Mini Quiche With Romaine Lettuce Salad
- Reviews 1
Ready In: 45 mins
Serves: 6
Ingredients
Mini Quiches
- 1 tablespoon butter
- 1 1⁄2 cups Simply Potatoes® Shredded Hash Browns
- kosher salt (to taste)
- taco seasoning (or to taste)
- 6 eggs
- 3⁄4 cup green onion, finely chopped
- 3⁄4 cup red bell pepper, finely chopped
- 3 slices bacon, cooked and crumbled
- 3⁄4 cup Baby Spinach
- 6 tablespoons milk
Salad
- 3 cups romaine lettuce, chopped into bite sized pieces
Dressings
- caesar salad dressing, bottled
- 2 tablespoons olive oil
- 1 tablespoon white wine vinegar
- 1⁄4 teaspoon smoked paprika
- 1 teaspoon chili powder
Directions
- Preheat oven to 400 degrees F; grease 6 muffin tins with butter (if you prefer to cut the recipe down to serve 2 or 4 simply put a bit of water in the unused muffin tins).

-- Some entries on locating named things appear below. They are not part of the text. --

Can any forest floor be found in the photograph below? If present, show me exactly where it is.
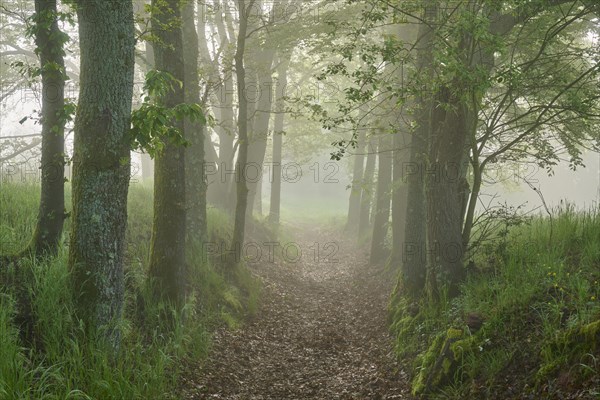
[181,226,410,400]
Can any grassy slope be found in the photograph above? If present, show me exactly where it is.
[391,209,600,399]
[0,183,259,399]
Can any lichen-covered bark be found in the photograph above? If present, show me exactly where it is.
[370,133,392,264]
[358,141,376,238]
[229,0,248,266]
[69,0,135,348]
[269,55,290,224]
[150,0,186,304]
[400,14,436,298]
[246,49,275,218]
[183,2,206,242]
[25,0,66,255]
[346,110,367,235]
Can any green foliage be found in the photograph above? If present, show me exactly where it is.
[0,183,260,399]
[390,207,600,399]
[130,70,207,157]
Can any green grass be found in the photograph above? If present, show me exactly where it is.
[391,207,600,399]
[0,183,260,399]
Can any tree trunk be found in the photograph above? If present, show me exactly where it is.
[346,113,366,235]
[69,0,135,350]
[229,0,248,266]
[183,2,206,243]
[358,138,376,238]
[246,50,275,218]
[269,56,290,224]
[426,87,467,297]
[206,3,235,211]
[150,0,186,304]
[140,37,155,181]
[400,12,437,299]
[370,133,392,264]
[25,0,66,256]
[390,124,410,269]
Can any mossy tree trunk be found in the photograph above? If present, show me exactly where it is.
[183,1,206,243]
[396,12,437,298]
[25,0,66,256]
[69,0,135,349]
[150,0,186,305]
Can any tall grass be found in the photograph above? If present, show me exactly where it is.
[391,207,600,399]
[0,183,259,399]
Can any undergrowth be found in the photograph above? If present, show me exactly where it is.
[0,183,260,399]
[390,207,600,399]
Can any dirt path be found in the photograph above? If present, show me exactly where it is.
[179,228,410,400]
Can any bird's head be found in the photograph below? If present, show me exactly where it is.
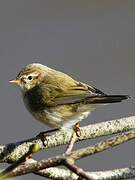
[9,63,50,92]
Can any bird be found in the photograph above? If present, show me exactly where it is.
[9,63,130,130]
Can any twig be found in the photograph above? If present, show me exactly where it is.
[64,159,94,180]
[1,130,135,177]
[0,144,39,179]
[0,116,135,163]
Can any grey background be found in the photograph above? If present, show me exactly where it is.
[0,0,135,180]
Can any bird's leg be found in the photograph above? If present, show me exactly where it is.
[65,122,81,155]
[73,122,81,137]
[36,128,59,146]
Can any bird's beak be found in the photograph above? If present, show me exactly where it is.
[9,79,20,85]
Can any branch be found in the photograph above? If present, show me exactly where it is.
[1,130,135,179]
[0,116,135,163]
[35,166,135,180]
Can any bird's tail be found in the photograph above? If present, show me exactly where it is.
[87,94,131,104]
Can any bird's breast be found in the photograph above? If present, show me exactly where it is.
[23,87,45,112]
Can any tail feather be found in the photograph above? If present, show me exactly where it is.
[87,95,131,104]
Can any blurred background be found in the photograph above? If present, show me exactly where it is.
[0,0,135,180]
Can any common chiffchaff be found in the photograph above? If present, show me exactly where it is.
[10,63,129,128]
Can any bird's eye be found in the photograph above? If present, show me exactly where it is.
[28,76,33,81]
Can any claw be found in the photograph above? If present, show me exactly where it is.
[73,122,81,137]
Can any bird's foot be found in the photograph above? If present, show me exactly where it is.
[36,128,59,147]
[73,122,81,137]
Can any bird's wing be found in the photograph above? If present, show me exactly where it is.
[41,82,105,106]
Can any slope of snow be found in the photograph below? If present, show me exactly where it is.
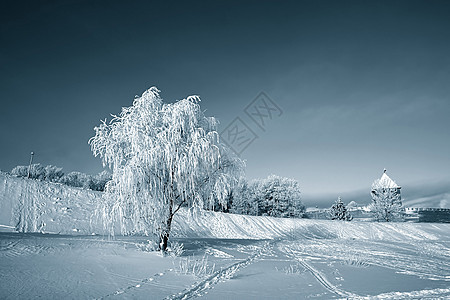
[0,174,450,299]
[0,174,443,241]
[0,173,102,234]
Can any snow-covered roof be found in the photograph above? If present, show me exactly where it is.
[372,170,400,189]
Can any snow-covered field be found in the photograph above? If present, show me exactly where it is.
[0,175,450,299]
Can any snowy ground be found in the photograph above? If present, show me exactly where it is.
[0,174,450,299]
[0,217,450,299]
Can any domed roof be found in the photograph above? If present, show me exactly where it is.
[372,169,400,189]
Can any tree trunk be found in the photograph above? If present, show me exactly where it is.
[159,214,173,252]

- Lightly press 1/4 cup (not packed) of the hash browns into each cup; season with salt and taco seasoning.
- Place in oven for about 10 minutes (potatoes may start to brown a bit on the edges).
- Meanwhile, whisk together the eggs, onions, peppers, and bacon; season with additional salt and taco seasoning.
- Divide spinach among cups; top with egg mixture; spoon a tablespoon of milk in each cup.
- Place in oven for about 20-25 minutes; you will know they are done when the center is set and they are puffy (they will deflate when they start to cool).
- While the quiches are cooking, in a small bowl, whisk together 2 tablespoons olive oil, the vinegar, paprika, and chili powder.
- To serve: Divide lettuce among serving dishes. Place a mini quiche on each plate, then drizzle lettuce with a fair amount of bottled Caesar dressing, just a little for the quiche. Drizzle with the red "brava" dressing.